Unrechtmässig bezogene Leistungen sind nach Art. 2 Abs. 1 ATSV zurückzuerstatten. Die Rückerstattungspflicht trifft die Bezügerin bzw. den Bezüger (vgl. Art. 95 Abs. 1 AVIG i.V.m. Art. 25 ATSG und Art. 2 Abs. 1 lit. a ATSV).
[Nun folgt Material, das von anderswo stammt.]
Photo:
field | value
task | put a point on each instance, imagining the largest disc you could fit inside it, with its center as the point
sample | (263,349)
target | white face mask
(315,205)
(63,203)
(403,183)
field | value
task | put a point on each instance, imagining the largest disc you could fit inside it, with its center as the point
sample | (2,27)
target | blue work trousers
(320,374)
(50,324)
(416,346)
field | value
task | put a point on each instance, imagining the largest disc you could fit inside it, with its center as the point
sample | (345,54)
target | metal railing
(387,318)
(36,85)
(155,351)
“Vielmehr handelt es sich bei den Vorbringen um Gründe, bei welchen die Möglichkeit zur Anfechtung der Verfügung –innert der gegebenen Frist – besteht. Mangels Vorliegens eines Nichtigkeitsgrundes ist die Beschwerde in diesem Punkt abzuweisen. 5.1 Unrechtmässig bezogene Leistungen sind zurückzuerstatten. Rückerstattungspflichtig sind der Bezüger oder die Bezügerin der unrechtmässig gewährten Leistungen (Art. 95 Abs. 1 AVIG i.V.m. Art. 25 Art. 1 ATSG i. V. m. Art. 2 Abs. 1 lit. a der Verordnung über den Allgemeinen Teil des Sozialversicherungsrechts [ATSV] vom 11. September 2002). 5.2.1 Vor dem Hintergrund der in Rechtskraft erwachsenen Verfügung des RAV vom 26. April 2023 steht ausser Frage, dass die Beschwerdeführerin wegen Ablehnung einer zumutbaren Arbeit für 38 Tage ab dem 21. Januar 2023 in ihrer Anspruchsberechtigung eingestellt wurde. Die ihr für diese Zeit ausgerichteten Taggeldleistungen im Umfang von netto Fr. 6'994.20 sind deshalb zu Unrecht erfolgt, weshalb sie nach Art. 95 Abs. 1 AVIG i.V.m. Art. 25 Abs. 1 ATSG i.V.m. Art. 2 Abs. 1 lit. a ATSV von Amtes wegen zurückzufordern sind. Die Höhe der ermittelten Rückforderung ist sodann weder bestritten noch drängt sich mit Blick auf die Akten eine Korrektur des ermittelten Betrags auf. 5.2.2 Die Beschwerdeführerin bringt vor, auch wenn die Rückzahlung von zu Unrecht bezogener Arbeitslosenentschädigung im öffentlichen Interessen stehe, sei die Wirkung der Rückforderung auf sie als Betroffene ausser Acht gelassen worden. Als alleinerziehende Mutter, welche zudem in finanziell prekären Verhältnissen lebe, könne sie die anfallenden Kosten des täglichen Bedarfs nur mit fremder Unterstützung stemmen. Von ihren Eltern erhalte sie aktuell keine Unterstützung, da ihr Vater im Spital liege und ihre Mutter selbst arbeitslos sei. Es liege weit ausserhalb ihrer finanziellen Möglichkeiten, einen Betrag in der Höhe von Fr. 6'994.20 zurückzubezahlen. Eine solche finanzielle Last würde für sie eine starke finanzielle Härte bedeuten und zur Verschuldung ihrerseits führen. Die zu Unrecht ausgerichtete Arbeitslosenentschädigung habe sie sodann bereits für den Unterhalt ihrer Tochter ausgegeben.”